A major security flaw in Java 7 may affect users of Windows, OS X (Mac) and Linux if the program have Oracle installed. The attack can be triggered via any browser and can potentially affect therefore any operating system.
According to a laboratory grade ESET “it all started with the publication of an article on the blog of FireEye which warned of the existence of an exploit that was being actively exploited ”
Meanwhile, the engineering manager Metasploit , Tod Beardsley , described the attack as “super dangerous” .
ESET claims that “the severity of this vulnerability is further aggravated after finding that Oracle has not released or plans to release soon a security update that resolved . ” “The next round of updates to the ‘software’ of Java is scheduled for October,” said Ty added that “even if Oracle decides to release a patch out of cycle, even take a few days, more than enough time to infect millions of machines” .
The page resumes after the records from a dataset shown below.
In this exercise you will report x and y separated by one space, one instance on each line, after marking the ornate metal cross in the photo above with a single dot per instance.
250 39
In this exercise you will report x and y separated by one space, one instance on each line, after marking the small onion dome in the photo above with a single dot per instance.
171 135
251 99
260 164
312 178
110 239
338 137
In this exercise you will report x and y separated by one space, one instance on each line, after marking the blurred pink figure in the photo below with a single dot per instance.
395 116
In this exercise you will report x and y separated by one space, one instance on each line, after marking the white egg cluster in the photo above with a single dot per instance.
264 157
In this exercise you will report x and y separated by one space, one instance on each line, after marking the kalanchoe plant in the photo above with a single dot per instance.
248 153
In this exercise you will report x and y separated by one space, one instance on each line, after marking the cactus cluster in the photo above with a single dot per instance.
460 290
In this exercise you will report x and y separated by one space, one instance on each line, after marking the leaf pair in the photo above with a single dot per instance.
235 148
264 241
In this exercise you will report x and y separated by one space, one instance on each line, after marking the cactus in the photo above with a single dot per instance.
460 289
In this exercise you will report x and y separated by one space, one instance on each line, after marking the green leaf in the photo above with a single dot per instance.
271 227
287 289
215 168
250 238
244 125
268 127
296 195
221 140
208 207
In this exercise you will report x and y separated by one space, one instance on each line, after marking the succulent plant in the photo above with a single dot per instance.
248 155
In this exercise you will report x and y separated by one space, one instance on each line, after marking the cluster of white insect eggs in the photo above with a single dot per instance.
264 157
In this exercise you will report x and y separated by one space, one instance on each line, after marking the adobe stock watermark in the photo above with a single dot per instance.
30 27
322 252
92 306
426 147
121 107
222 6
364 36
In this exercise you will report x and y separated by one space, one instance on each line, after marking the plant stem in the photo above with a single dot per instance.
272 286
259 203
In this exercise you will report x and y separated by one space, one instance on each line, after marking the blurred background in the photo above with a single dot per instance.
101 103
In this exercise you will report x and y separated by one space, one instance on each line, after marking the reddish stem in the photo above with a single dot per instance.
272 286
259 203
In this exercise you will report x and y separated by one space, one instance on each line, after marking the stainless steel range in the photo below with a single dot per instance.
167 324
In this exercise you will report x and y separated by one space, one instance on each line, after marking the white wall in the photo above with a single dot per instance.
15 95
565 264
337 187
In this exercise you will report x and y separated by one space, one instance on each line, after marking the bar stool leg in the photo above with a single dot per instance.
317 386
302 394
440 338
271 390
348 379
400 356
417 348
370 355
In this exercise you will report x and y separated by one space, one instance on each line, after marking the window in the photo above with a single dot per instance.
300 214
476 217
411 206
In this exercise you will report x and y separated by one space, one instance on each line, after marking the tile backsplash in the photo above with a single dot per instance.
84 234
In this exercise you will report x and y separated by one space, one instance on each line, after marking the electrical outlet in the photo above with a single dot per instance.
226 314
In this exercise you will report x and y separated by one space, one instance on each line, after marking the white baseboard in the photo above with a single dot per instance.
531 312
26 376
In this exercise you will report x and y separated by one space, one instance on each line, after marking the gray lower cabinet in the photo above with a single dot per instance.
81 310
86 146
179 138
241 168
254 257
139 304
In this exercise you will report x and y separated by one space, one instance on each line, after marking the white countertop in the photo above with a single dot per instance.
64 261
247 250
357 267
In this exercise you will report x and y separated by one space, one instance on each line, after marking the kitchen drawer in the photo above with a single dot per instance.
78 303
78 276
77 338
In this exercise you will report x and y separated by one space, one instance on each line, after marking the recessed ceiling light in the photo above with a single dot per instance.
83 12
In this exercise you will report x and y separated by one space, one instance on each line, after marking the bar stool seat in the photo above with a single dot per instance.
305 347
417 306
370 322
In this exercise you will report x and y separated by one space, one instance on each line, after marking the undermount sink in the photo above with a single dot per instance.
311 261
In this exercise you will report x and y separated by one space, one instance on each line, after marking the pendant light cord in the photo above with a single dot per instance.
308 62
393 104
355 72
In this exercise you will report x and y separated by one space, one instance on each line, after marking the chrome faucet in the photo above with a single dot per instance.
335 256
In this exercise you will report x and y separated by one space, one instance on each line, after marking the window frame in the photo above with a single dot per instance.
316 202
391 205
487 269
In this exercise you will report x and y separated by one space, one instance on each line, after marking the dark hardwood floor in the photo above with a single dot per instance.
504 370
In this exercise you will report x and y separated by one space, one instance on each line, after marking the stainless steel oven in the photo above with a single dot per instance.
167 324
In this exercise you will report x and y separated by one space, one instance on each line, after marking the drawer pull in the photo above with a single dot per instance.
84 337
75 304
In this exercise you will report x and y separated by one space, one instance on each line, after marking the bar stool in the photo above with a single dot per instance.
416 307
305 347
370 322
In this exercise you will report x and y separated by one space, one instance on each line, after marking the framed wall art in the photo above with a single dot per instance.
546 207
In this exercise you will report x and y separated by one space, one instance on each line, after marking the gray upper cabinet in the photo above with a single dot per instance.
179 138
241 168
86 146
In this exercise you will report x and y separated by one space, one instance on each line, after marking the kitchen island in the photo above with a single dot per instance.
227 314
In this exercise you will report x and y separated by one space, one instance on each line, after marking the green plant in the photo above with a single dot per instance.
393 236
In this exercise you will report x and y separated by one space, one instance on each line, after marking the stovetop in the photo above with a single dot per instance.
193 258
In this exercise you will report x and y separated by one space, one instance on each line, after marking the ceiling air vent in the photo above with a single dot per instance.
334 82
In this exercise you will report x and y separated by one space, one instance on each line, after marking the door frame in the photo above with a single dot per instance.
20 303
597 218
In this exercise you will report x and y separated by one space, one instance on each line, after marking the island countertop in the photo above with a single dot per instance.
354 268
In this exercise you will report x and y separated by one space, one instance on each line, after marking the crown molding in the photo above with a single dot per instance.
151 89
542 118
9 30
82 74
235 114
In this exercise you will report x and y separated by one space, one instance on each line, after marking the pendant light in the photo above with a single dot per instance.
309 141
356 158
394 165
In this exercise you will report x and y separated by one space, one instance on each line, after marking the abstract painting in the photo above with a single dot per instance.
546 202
The ‘exploits’, part of ‘software’ which aim to breach security to access a computer-discovered have been directed only to users of Windows , however this does not mean it can not affect other operating systems –Linux and OS X -.
For OS X Lion and Lion Mountain input exists a modest level of protection, since Java is not installed by default on these operating systems .
However, it is still possible to have Java installed on OS X Lion and Lion Mountain after accepting the license that prompts the user to download the software from Oracle.
Meanwhile, users of Leopard and Snow Leopard preinstalled whose teams bring Java do have an increased risk compared to ‘exploit’ of Java 7 discovered by Beardsley.
Apple still maintains Java 6 on their computers and, says Beardsley,“vulnerability is Java 6, but is new functionality in Java 7” . So Mac users can rest easy if they have the previous version of Java, provided they have special care if you are asked to download Java 7.
For now, the only possible recommendation is to disable Javaaltogether in all browsers we use. Eel security blog Security by Default and Internet User Security Bureau have published the necessary steps to do so.